The Irish Genealogy records link to digitised copies of the original records, revealing key details about your Irish ancestors’ lives. Birth records state the child’s name, sex and date of birth, the names and residences of their parents and the father’s profession. Marriage records state the couple’s names, ages, professions, residences, condition (whether they were single or widowed) and the names and professions of their fathers. Death records show the person’s date, place and cause of death, the duration of illness, and their age, condition and profession.

Where do they come from?

The records are Irish state records that were released after becoming publicly available under privacy laws.
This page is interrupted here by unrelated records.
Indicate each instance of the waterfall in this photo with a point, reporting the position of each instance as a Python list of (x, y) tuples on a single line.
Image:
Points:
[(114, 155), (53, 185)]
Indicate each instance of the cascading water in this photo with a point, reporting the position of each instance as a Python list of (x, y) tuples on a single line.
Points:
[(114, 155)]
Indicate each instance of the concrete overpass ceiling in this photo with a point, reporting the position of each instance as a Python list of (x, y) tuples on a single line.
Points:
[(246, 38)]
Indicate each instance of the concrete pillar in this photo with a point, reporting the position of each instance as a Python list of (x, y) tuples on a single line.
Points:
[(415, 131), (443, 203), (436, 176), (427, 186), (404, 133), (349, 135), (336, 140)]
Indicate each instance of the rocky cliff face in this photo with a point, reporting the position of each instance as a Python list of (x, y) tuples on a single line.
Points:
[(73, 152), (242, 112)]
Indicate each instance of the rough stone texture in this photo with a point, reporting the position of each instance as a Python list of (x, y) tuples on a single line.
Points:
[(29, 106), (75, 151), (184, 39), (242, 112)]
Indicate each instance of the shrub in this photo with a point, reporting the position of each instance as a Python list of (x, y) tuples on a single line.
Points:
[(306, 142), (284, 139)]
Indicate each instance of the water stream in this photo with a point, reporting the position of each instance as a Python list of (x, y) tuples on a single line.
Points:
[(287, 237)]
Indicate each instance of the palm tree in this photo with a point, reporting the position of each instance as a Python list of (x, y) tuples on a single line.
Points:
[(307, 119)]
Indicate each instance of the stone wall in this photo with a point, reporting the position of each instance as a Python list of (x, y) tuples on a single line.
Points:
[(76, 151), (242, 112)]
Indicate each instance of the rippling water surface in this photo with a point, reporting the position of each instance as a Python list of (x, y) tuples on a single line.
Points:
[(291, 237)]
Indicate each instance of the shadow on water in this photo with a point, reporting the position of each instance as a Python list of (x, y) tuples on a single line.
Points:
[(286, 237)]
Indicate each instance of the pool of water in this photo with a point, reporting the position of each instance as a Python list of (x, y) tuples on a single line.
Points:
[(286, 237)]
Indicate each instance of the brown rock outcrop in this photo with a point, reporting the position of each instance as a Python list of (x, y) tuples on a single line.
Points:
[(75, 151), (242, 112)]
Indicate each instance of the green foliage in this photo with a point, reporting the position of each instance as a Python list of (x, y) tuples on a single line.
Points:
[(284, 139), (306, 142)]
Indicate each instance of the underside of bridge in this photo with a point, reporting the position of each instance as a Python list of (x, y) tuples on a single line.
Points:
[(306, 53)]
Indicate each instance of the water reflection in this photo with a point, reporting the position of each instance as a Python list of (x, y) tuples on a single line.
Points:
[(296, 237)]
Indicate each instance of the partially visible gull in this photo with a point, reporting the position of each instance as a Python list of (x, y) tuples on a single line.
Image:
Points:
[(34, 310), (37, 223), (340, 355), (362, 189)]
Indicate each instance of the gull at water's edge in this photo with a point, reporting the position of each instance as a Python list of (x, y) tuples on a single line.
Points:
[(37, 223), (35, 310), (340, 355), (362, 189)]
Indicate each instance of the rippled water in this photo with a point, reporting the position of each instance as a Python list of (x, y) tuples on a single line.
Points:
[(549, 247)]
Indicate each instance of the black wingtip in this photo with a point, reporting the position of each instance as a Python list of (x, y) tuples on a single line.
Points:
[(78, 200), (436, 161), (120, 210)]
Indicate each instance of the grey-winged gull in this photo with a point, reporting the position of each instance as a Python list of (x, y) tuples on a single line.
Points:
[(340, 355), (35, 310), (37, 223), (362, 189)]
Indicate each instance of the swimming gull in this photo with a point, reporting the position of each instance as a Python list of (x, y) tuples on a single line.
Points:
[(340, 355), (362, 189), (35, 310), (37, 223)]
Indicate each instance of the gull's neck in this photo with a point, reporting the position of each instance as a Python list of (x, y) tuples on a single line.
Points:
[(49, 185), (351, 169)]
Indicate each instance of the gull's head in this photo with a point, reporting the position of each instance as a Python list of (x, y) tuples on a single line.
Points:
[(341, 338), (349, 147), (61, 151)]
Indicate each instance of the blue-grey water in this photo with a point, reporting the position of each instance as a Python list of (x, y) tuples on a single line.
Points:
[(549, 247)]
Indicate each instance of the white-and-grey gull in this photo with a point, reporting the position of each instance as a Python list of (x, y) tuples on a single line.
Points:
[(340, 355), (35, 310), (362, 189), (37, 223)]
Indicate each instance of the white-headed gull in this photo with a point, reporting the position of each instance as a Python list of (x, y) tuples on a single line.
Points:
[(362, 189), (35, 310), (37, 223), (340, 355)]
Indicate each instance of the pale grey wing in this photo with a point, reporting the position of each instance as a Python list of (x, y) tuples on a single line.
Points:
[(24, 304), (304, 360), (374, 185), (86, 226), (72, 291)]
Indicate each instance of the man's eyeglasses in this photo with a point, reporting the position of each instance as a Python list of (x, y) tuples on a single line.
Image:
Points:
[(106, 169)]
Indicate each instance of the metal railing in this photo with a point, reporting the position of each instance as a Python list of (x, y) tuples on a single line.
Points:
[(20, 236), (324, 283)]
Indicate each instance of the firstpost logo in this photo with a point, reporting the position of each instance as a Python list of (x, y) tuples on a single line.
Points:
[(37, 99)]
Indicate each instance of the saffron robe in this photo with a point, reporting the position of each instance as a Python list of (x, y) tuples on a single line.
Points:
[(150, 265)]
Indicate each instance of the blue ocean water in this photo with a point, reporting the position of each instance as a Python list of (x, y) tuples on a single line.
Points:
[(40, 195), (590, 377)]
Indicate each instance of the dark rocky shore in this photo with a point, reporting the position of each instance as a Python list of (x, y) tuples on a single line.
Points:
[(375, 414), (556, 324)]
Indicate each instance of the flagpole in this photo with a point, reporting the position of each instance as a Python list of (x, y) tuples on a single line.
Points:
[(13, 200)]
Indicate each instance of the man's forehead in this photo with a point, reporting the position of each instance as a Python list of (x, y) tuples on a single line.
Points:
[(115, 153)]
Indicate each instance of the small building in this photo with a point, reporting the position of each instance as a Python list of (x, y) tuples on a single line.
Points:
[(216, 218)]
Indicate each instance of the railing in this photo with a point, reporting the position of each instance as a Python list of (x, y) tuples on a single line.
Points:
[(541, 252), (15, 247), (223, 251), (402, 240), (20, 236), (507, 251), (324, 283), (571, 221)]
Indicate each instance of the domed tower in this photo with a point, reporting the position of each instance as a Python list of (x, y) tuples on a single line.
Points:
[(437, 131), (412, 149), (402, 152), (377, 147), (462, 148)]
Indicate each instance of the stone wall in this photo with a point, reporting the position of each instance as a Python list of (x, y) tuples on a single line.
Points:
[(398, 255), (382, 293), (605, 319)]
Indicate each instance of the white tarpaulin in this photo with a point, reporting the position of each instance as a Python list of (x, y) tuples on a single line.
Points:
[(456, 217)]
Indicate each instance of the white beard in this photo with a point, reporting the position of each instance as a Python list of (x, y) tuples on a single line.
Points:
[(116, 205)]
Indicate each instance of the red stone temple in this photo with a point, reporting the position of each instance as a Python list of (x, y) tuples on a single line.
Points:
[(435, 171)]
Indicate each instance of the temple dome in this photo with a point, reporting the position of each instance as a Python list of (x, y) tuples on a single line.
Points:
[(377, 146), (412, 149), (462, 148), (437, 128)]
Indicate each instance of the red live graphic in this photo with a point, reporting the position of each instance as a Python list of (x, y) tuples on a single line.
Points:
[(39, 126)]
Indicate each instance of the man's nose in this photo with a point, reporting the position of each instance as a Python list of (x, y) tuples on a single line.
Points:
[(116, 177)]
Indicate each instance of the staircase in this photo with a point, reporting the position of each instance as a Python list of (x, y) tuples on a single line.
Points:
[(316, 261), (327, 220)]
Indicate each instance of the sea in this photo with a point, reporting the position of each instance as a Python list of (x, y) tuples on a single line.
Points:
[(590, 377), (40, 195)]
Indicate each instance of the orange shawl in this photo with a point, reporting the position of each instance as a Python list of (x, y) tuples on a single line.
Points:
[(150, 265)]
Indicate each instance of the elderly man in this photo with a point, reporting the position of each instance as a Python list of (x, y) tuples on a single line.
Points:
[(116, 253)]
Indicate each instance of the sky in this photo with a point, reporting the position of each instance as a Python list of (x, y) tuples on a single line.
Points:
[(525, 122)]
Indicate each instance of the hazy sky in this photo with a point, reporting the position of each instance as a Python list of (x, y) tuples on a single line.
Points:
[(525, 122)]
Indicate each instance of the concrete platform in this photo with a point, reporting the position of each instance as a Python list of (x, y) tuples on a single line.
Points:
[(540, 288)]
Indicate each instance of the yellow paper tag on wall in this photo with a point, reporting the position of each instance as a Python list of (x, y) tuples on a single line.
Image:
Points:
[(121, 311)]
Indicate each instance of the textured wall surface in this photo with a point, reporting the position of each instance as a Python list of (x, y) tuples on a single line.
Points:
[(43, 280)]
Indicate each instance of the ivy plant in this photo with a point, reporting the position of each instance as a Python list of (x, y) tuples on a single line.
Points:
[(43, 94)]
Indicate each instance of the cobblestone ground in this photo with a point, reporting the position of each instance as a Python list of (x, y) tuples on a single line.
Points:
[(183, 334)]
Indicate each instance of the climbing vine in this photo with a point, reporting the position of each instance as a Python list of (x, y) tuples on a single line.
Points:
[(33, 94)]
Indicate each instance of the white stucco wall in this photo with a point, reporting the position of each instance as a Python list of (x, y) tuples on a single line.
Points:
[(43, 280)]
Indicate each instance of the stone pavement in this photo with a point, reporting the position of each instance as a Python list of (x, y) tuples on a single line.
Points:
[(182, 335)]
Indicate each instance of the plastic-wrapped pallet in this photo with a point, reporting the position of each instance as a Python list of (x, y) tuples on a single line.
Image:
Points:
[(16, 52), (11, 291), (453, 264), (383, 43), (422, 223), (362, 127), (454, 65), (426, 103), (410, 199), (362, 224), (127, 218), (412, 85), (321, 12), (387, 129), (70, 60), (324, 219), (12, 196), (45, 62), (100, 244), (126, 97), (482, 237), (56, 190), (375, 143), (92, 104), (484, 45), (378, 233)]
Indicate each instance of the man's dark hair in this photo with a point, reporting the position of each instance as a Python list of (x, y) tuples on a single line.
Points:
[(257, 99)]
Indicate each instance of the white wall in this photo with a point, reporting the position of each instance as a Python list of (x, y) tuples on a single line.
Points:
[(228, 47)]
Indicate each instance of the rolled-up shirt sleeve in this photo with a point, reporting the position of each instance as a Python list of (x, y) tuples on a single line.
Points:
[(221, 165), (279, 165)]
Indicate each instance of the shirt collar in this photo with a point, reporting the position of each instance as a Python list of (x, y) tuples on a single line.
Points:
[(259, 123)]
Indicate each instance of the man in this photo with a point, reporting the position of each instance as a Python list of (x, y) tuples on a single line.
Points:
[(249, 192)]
Irish Genealogy now has births and marriages back to 1864 and deaths to 1878.

 

Windrush Passenger List

What's been added? 

Records of the 1,027 immigrants who sailed from the Caribbean to London on the Windrush in June 1948 are available for free for the first time in a database on Goldsmiths University's website.

What can the records tell you? 

The records list each passenger’s port of embarkation, port of arrival, class, gender, marital status, age, proposed address, occupation and last residence.

Where do they come from?

The original passenger cards were destroyed by the Home Office in 2010, but they were remade for a Goldsmiths exhibition earlier this year using the original ship’s manifest in The National Archives, which is also available among the passenger lists on Ancestry.

 

Other records

Findmypast has added more records to its collections, including an additional 264,000 Lancashire parish records covering Liverpool; 44,000 Kent parish records; and 135,000 Portsmouth Merchant Navy crew lists (1861-1913).

TheGenealogist has added over 70,000 Islington records to its Lloyd George Domesday Survey collection and over 100,000 prisoner records from Millbank, Pankhurst and Pentonville prisons (1838-1875).

The Royal Scots Regimental Trust has published its Second World War Roll of Honour, listing the 1281 men of the regiment who were killed in the conflict. 

A new collection of 37 maps of Dublin Port, dating back to 1717, is available via the online port archive.

The Mallow Heritage Centre has added 1295 records to its County Cork (North & East) database on RootsIreland, covering marriages for the Roman Catholic parishes of Doneraile (1899-1922); Killavullen (1895-1922); Cloyne (1895-1922) and civil records for Kilshannig (1895-1906).

A collection of First World War items from Glasgow City Archives, including photographs, artefacts, newspaper articles and oral histories, has been digitised by the Lest We Forget project.